– ¿Alguna vez has estado
enamorado?– Le pregunta Eduardo Roberts al general José Juan Reyes que
recapitula con los ojos vacíos y responde que no. Más tarde, después de conocer
a la señorita Beatriz Peñafiel, a sus chamorros y su genio bien-bonito, el general
indaga con su amigo el padre Rafael “Sierrita” quién es ella, y después de
escucharlo decir que –ella representa la seguridad y el arraigo de la casa, de
la tierra, de lo que no cambia, de lo que no se conquista luchando como tú
luchas– Con voz firme y mirándolo de frente, el general Reyes le responde –Muy
bien, eso lo comprendo muy bien, pero dime ella, ¿está enamorada? El padre
Sierra no sabe que responder.
Llegando al clímax dramático, a
Beatriz le pregunta su prometido, Roberts, momentos antes de la boda civil, si está
segura de que quiere casase con él, de que no quiere a otro hombre y que sólo
lo quiere a él –Porque ese otro hombre te quiere tanto a ti como podría yo quererte–
Y mirándola con frialdad y cariñoso respeto, mientras ella tiene perdidos los ojos en otro lugar, en la guerra, en la capilla; con melancolía Roberts le pregunta – ¿Entonces estás segura
que estás dispuesta a ser mi esposa?
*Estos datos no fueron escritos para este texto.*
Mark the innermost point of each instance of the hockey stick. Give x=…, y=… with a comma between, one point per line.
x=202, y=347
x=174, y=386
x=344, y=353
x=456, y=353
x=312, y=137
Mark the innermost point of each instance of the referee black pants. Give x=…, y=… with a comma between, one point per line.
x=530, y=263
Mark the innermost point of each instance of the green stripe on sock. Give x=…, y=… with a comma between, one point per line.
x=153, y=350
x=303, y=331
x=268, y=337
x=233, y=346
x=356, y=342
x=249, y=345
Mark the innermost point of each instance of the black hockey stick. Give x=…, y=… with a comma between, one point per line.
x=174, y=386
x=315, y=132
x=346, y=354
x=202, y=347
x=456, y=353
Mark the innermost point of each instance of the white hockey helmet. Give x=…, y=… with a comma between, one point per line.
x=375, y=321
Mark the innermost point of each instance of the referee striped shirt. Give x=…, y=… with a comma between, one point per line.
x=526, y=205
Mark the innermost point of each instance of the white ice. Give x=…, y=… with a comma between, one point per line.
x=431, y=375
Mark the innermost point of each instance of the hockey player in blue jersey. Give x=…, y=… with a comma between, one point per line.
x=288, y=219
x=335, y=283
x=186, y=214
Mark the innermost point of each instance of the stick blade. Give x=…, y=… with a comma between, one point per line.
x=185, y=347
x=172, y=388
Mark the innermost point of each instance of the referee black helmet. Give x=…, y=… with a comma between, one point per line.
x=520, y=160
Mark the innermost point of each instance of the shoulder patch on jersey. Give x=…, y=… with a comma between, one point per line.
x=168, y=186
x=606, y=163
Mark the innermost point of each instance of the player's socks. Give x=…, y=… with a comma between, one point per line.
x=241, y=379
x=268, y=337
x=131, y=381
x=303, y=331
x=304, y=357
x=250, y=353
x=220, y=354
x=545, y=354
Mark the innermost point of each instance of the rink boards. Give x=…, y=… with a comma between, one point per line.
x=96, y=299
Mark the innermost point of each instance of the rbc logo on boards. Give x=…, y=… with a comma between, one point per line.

Ella está segura, dice, y él le da un regalo
de bodas (bien frívolo), ella camina de su brazo con un vestido negro casi como dirigiéndose a la tumba.
Roberts entre sus tres
preguntas no quiere saber si está enamorada, pero ella lo está, ahora sí, de
José Juan, a quien alcanza después de huir de su boda junto a las sombras
coronadas con su sombrero que pasan marchando sobre ella por la pared al son de una
banda de guerra; llevándola hacia él, majestuoso sobre su caballo, en retirada.
Beatriz camina, como las
soldaderas, atrás de su general, quien voltea a verla y ya ni puedo narrar
su expresión porque eso sólo se pudo y se podrá ver en los ojos y la sonrisa de
Pedro Armendáriz papá.
Los dos caminan el camino de la
victoria en medio de una gran derrota y el sol hace que estas siluetas
orgullosas a contra luz, se le queden fijas a uno, como negativos, en la mente.
Esta
sin duda es la película del cine de oro mexicano que más me ha impactado, y
además del final, de su premisa social, de ver así a Cholula y la capilla del
Rosario; de la épica confesión de amor del General José Juan a la mujer a quien sí se le escapa una lágrima, del carácter fuerte, atrevido y diferente al de otras protagonistas de la época de
Beatriz, y de mi súper arrollador crush con Pedro Armendáriz y su José Juan Reyes; especialmente
me fascina la fotografía de Gabriel Figueroa siempre y más en la escena de la serenata, con su atmósfera de
resguardo en el interior de la habitación de Beatriz, que está despertando dulcemente
a su propio (y caótico, machín, guapote, franco) llamado a la aventura, tras la
línea luminosa del balcón, ahora entreabierto en secreto.